Decididamente gostam de café e de livros, boa razão para que se vá a Batumi. Uma surpresa. Na esquina final com a Avenida Rustaveli fica o Coffeetopia, sítio chique com esplanada.

 K. Gamsakhurdia nº6



Tem vista para a Fonte de Neptuno, em frente, mais uma imitação de mau gosto (da fonte de Bolonha).


Ao aproximar-se do passeio marítimo, cruza-se com a grande avenida Rustavelli:

Konstantine Gamsakhurdia ao cruzar a Av. Rustaveli - cidade mediterrânica.

Na Rua Parnavaz, bem no centro histórico, a igreja mais bonita de Batumi ocupa uma esquina entre prédios modernos: St.

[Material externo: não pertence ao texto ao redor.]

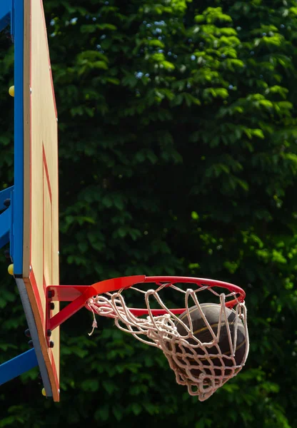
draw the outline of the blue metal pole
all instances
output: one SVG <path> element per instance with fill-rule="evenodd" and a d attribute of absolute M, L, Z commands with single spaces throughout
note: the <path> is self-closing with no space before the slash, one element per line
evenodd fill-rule
<path fill-rule="evenodd" d="M 15 357 L 0 365 L 0 385 L 14 379 L 38 365 L 34 349 Z"/>
<path fill-rule="evenodd" d="M 12 0 L 1 0 L 0 1 L 0 31 L 10 24 L 12 10 Z"/>
<path fill-rule="evenodd" d="M 24 225 L 24 0 L 14 10 L 14 192 L 11 256 L 14 275 L 23 272 Z"/>

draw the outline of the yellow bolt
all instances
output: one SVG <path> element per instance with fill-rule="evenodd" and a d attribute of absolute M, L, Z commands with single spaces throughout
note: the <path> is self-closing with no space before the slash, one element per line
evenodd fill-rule
<path fill-rule="evenodd" d="M 14 265 L 9 265 L 7 268 L 9 275 L 14 275 Z"/>

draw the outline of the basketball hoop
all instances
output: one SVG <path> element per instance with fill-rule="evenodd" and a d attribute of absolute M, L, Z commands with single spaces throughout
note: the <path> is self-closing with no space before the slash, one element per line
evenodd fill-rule
<path fill-rule="evenodd" d="M 213 280 L 142 278 L 117 291 L 104 291 L 87 300 L 86 307 L 94 316 L 93 331 L 97 326 L 95 314 L 114 318 L 121 330 L 161 349 L 177 383 L 186 386 L 191 395 L 205 401 L 235 377 L 246 362 L 249 342 L 245 292 L 233 284 Z M 145 290 L 146 284 L 153 286 Z M 228 292 L 220 292 L 218 288 Z M 143 307 L 129 307 L 128 289 L 142 297 Z M 184 307 L 168 307 L 169 290 L 175 292 L 175 298 L 177 292 L 181 295 Z M 202 297 L 204 292 L 210 293 L 206 301 L 211 297 L 217 303 L 199 302 L 198 295 Z M 171 292 L 171 301 L 172 298 Z"/>

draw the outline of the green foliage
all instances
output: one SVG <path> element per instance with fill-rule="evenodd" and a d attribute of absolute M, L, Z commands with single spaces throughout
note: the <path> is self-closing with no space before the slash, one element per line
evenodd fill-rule
<path fill-rule="evenodd" d="M 296 427 L 296 1 L 44 3 L 61 282 L 144 273 L 238 283 L 251 352 L 241 374 L 201 404 L 160 352 L 108 320 L 89 338 L 91 318 L 81 311 L 61 329 L 61 404 L 40 397 L 32 372 L 1 387 L 0 426 Z M 1 37 L 5 187 L 13 55 Z M 26 345 L 19 299 L 3 278 L 4 361 Z"/>

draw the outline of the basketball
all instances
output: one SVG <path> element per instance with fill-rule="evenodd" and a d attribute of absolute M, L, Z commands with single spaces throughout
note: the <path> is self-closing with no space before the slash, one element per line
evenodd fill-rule
<path fill-rule="evenodd" d="M 214 334 L 216 335 L 221 310 L 221 305 L 217 305 L 215 303 L 202 303 L 200 306 Z M 213 340 L 213 336 L 211 335 L 208 327 L 205 323 L 197 306 L 193 306 L 190 307 L 189 314 L 192 321 L 193 332 L 195 337 L 201 340 L 202 342 L 212 342 Z M 233 360 L 228 358 L 228 357 L 230 357 L 231 352 L 228 336 L 228 324 L 229 325 L 231 337 L 233 343 L 236 332 L 235 327 L 237 315 L 234 310 L 226 307 L 226 317 L 227 319 L 226 320 L 223 312 L 222 313 L 221 317 L 221 332 L 218 345 L 221 350 L 221 355 L 223 355 L 222 358 L 216 358 L 216 357 L 213 355 L 219 353 L 219 351 L 216 345 L 206 347 L 208 354 L 212 355 L 211 357 L 208 357 L 208 355 L 206 354 L 204 350 L 201 348 L 198 347 L 192 350 L 191 349 L 191 347 L 187 347 L 186 345 L 176 345 L 176 355 L 175 356 L 175 359 L 177 359 L 178 362 L 181 362 L 181 364 L 185 366 L 184 369 L 183 369 L 181 367 L 179 364 L 178 365 L 179 370 L 183 372 L 183 374 L 185 373 L 186 366 L 188 364 L 191 365 L 192 362 L 193 365 L 196 366 L 195 368 L 191 369 L 190 370 L 192 376 L 194 377 L 198 377 L 199 374 L 201 373 L 201 370 L 200 370 L 198 368 L 196 368 L 198 365 L 197 362 L 194 359 L 191 359 L 190 356 L 186 357 L 188 360 L 187 362 L 184 360 L 185 357 L 182 357 L 181 355 L 181 352 L 182 352 L 181 347 L 181 346 L 183 347 L 183 351 L 185 352 L 193 355 L 196 352 L 198 355 L 201 356 L 199 357 L 199 360 L 203 365 L 205 374 L 209 375 L 211 375 L 212 374 L 210 368 L 208 368 L 208 366 L 211 367 L 211 365 L 210 360 L 211 360 L 211 362 L 214 366 L 214 372 L 216 376 L 224 374 L 229 375 L 231 373 L 231 369 L 225 369 L 226 366 L 227 367 L 232 367 L 234 365 Z M 178 317 L 178 318 L 182 320 L 187 327 L 189 326 L 189 320 L 186 311 L 183 312 Z M 187 336 L 188 332 L 181 322 L 176 321 L 176 325 L 177 331 L 181 336 Z M 193 338 L 189 337 L 186 339 L 186 340 L 191 345 L 197 345 L 197 342 Z M 241 320 L 238 317 L 237 340 L 234 356 L 236 365 L 240 365 L 243 361 L 246 346 L 245 327 Z M 227 357 L 224 357 L 224 355 L 226 355 Z"/>

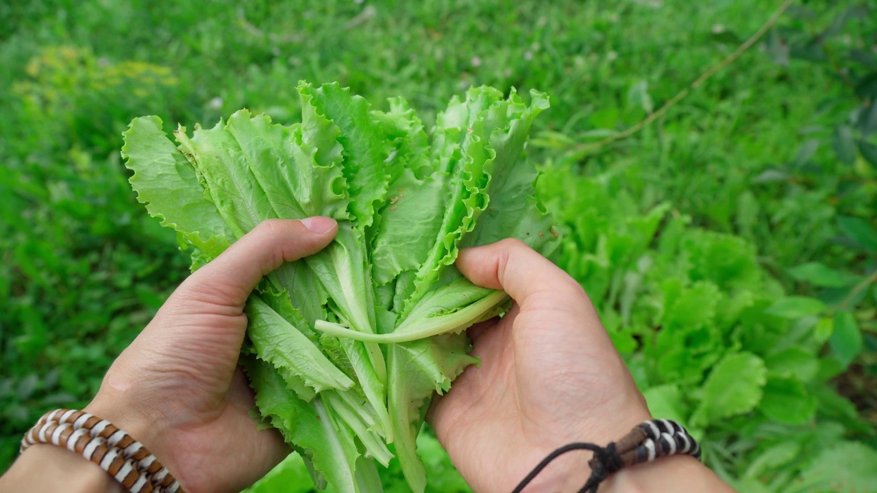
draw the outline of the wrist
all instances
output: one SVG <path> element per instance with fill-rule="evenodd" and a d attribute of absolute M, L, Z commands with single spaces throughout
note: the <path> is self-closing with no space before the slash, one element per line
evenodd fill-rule
<path fill-rule="evenodd" d="M 631 396 L 627 402 L 619 401 L 617 409 L 610 410 L 612 412 L 603 412 L 606 411 L 604 406 L 599 415 L 590 415 L 590 419 L 576 428 L 574 435 L 563 439 L 563 443 L 558 443 L 550 449 L 541 450 L 536 461 L 556 448 L 572 442 L 590 442 L 605 447 L 626 435 L 638 425 L 650 420 L 652 415 L 639 398 L 638 392 L 637 394 Z M 588 461 L 593 456 L 591 452 L 580 450 L 556 458 L 525 491 L 578 491 L 591 475 Z"/>
<path fill-rule="evenodd" d="M 180 481 L 180 471 L 173 462 L 173 454 L 164 447 L 167 440 L 162 436 L 163 427 L 159 425 L 162 420 L 145 410 L 126 405 L 125 403 L 129 401 L 130 399 L 122 396 L 102 389 L 82 411 L 104 419 L 128 433 Z"/>
<path fill-rule="evenodd" d="M 66 448 L 46 444 L 28 447 L 0 477 L 0 490 L 123 491 L 122 485 L 96 464 Z"/>

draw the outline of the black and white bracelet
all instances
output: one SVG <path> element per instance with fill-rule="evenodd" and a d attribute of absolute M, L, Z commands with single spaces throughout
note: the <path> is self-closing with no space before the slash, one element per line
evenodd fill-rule
<path fill-rule="evenodd" d="M 142 443 L 84 411 L 46 412 L 21 439 L 20 452 L 45 443 L 67 448 L 113 476 L 131 493 L 182 493 L 180 483 Z"/>
<path fill-rule="evenodd" d="M 549 463 L 571 450 L 590 450 L 588 461 L 591 475 L 579 493 L 594 493 L 609 475 L 627 466 L 651 462 L 669 455 L 691 455 L 700 461 L 701 446 L 679 423 L 653 419 L 637 425 L 617 442 L 606 447 L 593 443 L 571 443 L 552 452 L 524 478 L 512 493 L 521 493 Z"/>

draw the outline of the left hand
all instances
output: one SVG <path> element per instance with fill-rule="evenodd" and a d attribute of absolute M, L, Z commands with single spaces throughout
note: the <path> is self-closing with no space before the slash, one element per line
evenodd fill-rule
<path fill-rule="evenodd" d="M 192 274 L 107 372 L 85 411 L 142 442 L 188 492 L 239 491 L 290 450 L 256 430 L 238 355 L 263 275 L 328 245 L 328 218 L 269 220 Z"/>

Nikoloz, ou S. Nicolau.


Igreja ortodoxa grega de S. Nicolau

Foi construída pela comunidade grega da cidade, e terminada em 1865.


É a mais antiga de Batumi, obra de um arquitecto austríaco no estilo neo-bizantino, com as paredes exteriores pintadas em faixas vermelho e branco. 

Mosaico na esquina exterior.


O interior é rico em ícones do séc. XIX.




Ainda não disse, mas digo agora: infelizmente, Batumi está recheada de mamarrachos modernistas, muitos deles em forma de torre ao arranha-céus, que a desfeiam tanto mais quanto se encontram dispersas tanto pelas avenidas da beira - mar como pelas ruas da parte velha. Um novo-riquismo de gosto desagradável, como se tivesse havido ânsia de parecer moderna à força.

Museu  de Arte de Adjara

Um edifício de 1883, no século mais pujante de Batumi.


No cimo das escadas, a peça central é uma escultura.


Ninfa e um pequeno Fauno, 1853 , mármore de Emilio Santarelli , escultor de Florença.



Algumas obras, imagens obtidas no site:

"Velhos", de Gigo Gabaszwili, pintor Georgiano, 1862-1936

Radish Tordia, "Rapariga de branco", 1992

Zaur Tsudlaze, Porto de Batumi, 2003

Rusudan Petviashvili ´Regret´, 2000


Em Batumi há também um excelente Museu Arqueológico com os achados de escavações em sítios próximos - a colónia Grega de Pichvnari, a fortaleza Romana de Gonio, e na região de Kobuleti vestígios desde a Idade da Pedra.

Jardim Botânico de Batumi


O Jardim Botânico é um espanto; ocupando uma encosta íngreme sobre o Mar Negro, tem uma enorme variedade de flora, uma das mais extensas do mundo - árvores e plantas exóticas da Ásia (incluindo Himalaias), América do Sul, Oceânia, Mediterrâneo e Cáucaso.


Foi inaugurado em 1912 pelo botânico Andrey Krasnov (1862-1914), da Universidade de Kharkiv, tem mais de 1 km2, e visita-se a pé por uma rede de caminhos.



Em Batumi há animação e vontade de civilização, as gentes vivem em democracia mesmo que o regime seja fantoche e corrupto. Esta dualidade existe há muito na Geórgia, é quase um hábito, mas nestes dias os habitantes mostram uma crescente vontade de mudar para melhor.